We ideally want results that are “predictable” (in control) and “capable” (always better than the target).
Where were you taught to go through that “tedious” process for creating asymmetrical limits? I’ve never heard of that.
Individual times (like inventory levels) often are not independent data points… the wait time for the 10th person is correlated with the 11th, 11th with the 12th and so on. This a called autocorrelation and in the worst cases it produces narrow X chart limits from the low point to point variation. As long as the subgrouping of data is rational (shifts, days, etc.), using averages lets the power of the PBC’s shine through!
Wheeler says we don’t need to worry about autocorrelation. Most data is autocorrelated in the real world.
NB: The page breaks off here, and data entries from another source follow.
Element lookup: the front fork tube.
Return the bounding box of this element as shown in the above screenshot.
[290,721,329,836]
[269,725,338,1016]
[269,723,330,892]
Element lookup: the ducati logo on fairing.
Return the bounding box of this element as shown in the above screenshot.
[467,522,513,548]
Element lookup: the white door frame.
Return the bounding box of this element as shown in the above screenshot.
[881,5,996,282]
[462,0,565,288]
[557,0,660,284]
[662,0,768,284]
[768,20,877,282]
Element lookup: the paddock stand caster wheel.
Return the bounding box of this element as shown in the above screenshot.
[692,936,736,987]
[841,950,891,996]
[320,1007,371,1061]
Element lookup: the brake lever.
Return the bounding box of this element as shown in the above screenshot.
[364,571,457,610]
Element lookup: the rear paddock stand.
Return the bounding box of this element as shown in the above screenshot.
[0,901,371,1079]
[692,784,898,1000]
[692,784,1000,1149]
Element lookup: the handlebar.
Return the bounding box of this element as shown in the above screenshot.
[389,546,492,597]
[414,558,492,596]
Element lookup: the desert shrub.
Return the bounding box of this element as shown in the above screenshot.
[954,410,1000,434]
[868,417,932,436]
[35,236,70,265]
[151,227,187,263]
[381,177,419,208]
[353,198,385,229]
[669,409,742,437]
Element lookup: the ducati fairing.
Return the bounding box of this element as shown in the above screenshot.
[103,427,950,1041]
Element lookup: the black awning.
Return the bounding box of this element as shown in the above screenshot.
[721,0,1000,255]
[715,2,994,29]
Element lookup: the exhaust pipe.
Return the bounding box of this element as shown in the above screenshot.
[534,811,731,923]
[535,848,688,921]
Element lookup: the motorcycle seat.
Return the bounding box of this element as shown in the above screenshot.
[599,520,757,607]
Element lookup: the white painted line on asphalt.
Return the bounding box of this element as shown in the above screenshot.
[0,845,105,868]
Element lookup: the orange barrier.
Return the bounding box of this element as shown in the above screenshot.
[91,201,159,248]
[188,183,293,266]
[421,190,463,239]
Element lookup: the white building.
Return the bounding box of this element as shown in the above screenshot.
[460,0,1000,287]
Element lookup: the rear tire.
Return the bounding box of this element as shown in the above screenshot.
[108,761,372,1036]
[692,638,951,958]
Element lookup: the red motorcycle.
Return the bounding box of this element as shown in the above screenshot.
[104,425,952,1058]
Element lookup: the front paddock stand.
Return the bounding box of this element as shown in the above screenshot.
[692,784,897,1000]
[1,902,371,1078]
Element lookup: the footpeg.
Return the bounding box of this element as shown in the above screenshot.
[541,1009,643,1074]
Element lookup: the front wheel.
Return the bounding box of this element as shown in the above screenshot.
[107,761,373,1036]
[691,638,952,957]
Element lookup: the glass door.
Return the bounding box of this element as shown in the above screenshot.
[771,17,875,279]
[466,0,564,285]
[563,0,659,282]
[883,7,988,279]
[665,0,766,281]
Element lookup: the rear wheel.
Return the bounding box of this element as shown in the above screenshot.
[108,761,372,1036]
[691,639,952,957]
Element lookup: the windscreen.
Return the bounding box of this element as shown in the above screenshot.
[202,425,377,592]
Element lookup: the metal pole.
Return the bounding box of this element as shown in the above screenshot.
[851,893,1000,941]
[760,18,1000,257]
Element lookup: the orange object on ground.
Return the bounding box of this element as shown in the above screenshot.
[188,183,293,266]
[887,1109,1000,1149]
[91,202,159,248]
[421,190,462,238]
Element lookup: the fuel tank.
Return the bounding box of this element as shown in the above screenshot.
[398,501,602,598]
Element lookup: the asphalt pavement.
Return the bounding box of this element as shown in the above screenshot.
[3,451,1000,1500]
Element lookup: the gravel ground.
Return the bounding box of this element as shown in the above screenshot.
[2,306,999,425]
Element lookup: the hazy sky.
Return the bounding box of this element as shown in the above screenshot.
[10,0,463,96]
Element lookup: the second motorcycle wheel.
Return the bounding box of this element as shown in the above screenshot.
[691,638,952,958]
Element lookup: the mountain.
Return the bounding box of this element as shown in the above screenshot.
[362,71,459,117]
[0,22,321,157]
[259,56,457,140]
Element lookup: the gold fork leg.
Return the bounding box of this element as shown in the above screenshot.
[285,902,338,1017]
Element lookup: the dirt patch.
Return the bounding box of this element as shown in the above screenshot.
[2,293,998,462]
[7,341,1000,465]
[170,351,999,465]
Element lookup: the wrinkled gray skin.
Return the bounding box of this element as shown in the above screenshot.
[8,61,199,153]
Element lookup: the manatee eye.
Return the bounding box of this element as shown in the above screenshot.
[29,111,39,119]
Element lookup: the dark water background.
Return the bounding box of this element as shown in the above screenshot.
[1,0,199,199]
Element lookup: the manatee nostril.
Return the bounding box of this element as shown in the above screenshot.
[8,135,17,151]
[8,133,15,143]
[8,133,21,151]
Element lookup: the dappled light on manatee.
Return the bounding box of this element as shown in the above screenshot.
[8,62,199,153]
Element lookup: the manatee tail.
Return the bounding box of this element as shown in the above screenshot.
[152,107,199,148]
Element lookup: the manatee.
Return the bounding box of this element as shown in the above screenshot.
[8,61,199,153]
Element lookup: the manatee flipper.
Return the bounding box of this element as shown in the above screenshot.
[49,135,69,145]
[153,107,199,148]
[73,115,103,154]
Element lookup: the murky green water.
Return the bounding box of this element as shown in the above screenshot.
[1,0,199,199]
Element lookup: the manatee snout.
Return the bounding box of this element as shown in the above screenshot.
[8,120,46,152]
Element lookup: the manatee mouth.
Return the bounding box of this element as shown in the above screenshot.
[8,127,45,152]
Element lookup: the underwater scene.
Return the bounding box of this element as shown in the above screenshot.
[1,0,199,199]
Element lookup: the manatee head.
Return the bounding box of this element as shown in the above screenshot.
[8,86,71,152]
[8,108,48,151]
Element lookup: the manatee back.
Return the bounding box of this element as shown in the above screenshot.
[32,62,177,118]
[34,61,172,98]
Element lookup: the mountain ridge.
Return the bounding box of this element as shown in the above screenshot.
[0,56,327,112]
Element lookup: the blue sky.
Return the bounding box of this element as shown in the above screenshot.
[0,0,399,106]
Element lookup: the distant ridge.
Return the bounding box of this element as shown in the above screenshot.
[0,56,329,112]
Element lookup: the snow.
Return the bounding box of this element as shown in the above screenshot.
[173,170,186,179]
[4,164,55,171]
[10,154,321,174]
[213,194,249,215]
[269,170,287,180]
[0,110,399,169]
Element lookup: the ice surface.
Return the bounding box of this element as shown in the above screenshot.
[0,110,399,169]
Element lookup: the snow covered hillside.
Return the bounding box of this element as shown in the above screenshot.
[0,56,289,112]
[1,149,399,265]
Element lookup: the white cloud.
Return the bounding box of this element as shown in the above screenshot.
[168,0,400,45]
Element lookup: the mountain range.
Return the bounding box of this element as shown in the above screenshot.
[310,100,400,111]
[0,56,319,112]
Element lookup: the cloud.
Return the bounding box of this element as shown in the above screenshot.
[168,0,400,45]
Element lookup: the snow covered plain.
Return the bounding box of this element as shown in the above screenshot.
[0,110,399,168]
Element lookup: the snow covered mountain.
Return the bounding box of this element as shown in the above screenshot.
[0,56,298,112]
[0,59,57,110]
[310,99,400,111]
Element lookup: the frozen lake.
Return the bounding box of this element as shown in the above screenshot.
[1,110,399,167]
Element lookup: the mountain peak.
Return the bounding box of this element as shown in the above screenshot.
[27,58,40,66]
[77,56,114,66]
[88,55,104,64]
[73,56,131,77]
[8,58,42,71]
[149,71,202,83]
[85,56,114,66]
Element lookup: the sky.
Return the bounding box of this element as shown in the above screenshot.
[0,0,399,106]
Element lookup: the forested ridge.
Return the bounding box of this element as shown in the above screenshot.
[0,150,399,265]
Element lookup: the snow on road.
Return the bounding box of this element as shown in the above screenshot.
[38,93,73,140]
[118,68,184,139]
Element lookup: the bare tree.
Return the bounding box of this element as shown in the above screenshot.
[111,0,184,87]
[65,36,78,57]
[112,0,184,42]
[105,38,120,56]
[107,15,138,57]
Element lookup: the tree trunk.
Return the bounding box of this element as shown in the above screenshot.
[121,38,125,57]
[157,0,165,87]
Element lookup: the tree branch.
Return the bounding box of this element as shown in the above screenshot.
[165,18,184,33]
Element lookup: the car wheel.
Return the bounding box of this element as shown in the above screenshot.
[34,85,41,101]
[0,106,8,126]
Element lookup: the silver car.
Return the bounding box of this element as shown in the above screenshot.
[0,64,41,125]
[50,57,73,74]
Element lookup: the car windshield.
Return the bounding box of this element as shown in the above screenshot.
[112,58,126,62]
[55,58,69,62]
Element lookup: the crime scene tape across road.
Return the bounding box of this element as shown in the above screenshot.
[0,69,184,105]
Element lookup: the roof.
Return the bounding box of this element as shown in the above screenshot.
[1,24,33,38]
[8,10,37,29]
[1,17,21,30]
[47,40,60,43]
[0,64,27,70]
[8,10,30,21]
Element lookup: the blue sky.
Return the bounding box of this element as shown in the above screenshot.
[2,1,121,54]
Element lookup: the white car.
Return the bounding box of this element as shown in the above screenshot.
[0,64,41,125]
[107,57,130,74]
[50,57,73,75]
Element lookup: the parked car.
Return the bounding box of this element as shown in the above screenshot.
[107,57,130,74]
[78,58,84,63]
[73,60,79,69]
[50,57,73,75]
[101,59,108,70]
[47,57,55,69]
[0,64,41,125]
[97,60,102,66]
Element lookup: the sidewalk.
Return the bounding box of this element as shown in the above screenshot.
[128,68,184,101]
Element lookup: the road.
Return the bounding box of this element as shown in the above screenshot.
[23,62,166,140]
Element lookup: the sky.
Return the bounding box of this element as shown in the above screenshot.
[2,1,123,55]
https://www.qualitydigest.com/inside/quality-insider-article/myths-about-process-behavior-charts-090711.html
“Myth Three: It has been said that the observations must be independent—data with autocorrelation are inappropriate for process behavior charts”
“While it is true that when the autocorrelation gets close to +1.00 or –1.00 the autocorrelation can have an impact upon the computation of the limits, such autocorrelations will also simultaneously create running records that are easy to interpret at face value. This increased interpretability of the running record will usually provide the insight needed for process improvement and further computations become unnecessary.”